Distance Measuring Equipment - Charter Flight Group

Distance Measuring Equipment


Distance Measuring Equipment

What is a Distance Measuring Equipment?


Distance Measuring Equipment simply refers to a tool used to measure slant range distance through propagation delay of very high frequency or ultra-high frequency radio signal timing. It is a radio navigation technology that is transponder-based.

The distance measuring equipment was invented by the Australian inventor, James Gerry Gerrand. When he was still under the process of inventing the equipment, he was supervised by Edward George Bowen of the Commonwealth Scientific and Industrial Research Organization.

The distance measuring equipment has been considered to have identical functions with the secondary surveillance radar.

The secondary surveillance radar is being utilized by the air traffic control. Its function is not purely for the detection and measurement of the aircraft’s position; it also provides information regarding the identity and altitude of the aircraft. The same with the distance measuring equipment, it is transponder-based.

The distance measuring equipment was a product of the World War II. Its distance measuring component was said to be similar to the tactical air navigation system – a navigation system used by a military aircraft.

The distance measuring equipment plays a crucial role in the aviation industry, including in the military, commercial and private jet flights.

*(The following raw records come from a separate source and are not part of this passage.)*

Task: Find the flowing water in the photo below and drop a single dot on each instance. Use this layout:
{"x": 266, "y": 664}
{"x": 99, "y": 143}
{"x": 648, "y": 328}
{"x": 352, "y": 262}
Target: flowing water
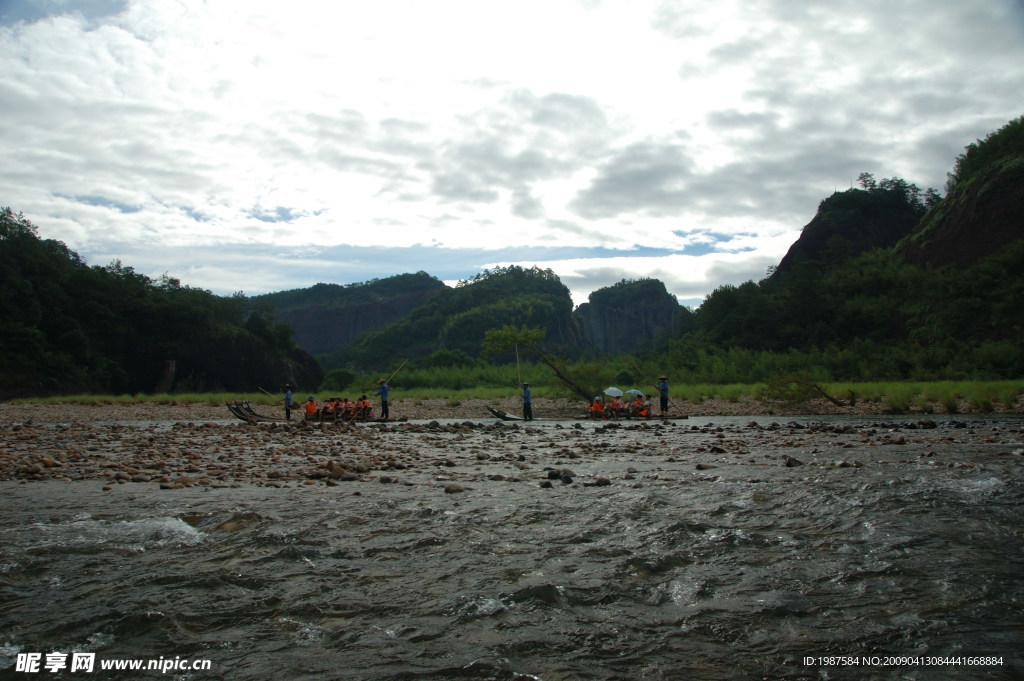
{"x": 742, "y": 570}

Aircraft uses the distance measuring equipment in determining their distance from the transponder that is land-based. The equipment can send and receive pulse pairs with the help of the VHF Omni Directional Range.

VHF Omni Directional Radio Range is an aircraft’s short-range radio navigation system. It allows the aircraft to determine what their position is through a receiving unit. Also, it allows the aircraft to receive radio signals that are transmitted from the radio beacons’ network.

Accurate touchdown distance is made possible through the low-power distance measuring equipment. As long as it would be co-located with either the instrument landing system glideslope antenna installation or the instrument landing system marker beacons’.

Aside from it provides the distance from the land-based transponder and accurate touchdown distance, the distance measuring equipment also has a very crucial role when it comes to timing.

It enables the aircraft to communicate or interrogate the transponder located on the ground with a series of interrogations. The ground station with the ground transponder then replies with the same sequence of interrogations.

There should be less than 30 pulse-pairs every second. 30 is the maximum.

The distance measuring equipment also helps in calculating the aircraft’s distance. It takes at least 12.36 microseconds for a radio signal to travel one nautical mile for it to be able to reach the target. This is called the radar-mile.

The distance of the aircraft from the ground station of the distance measuring equipment is calculated through the formula, distance = rate * time.

From the term itself, distance measuring equipment, it provides information regarding the distance to 100 to 200 aircraft, one at a time.

This equipment has been considered as one of the most important pieces in the military, commercial aviation and private jet flights industry.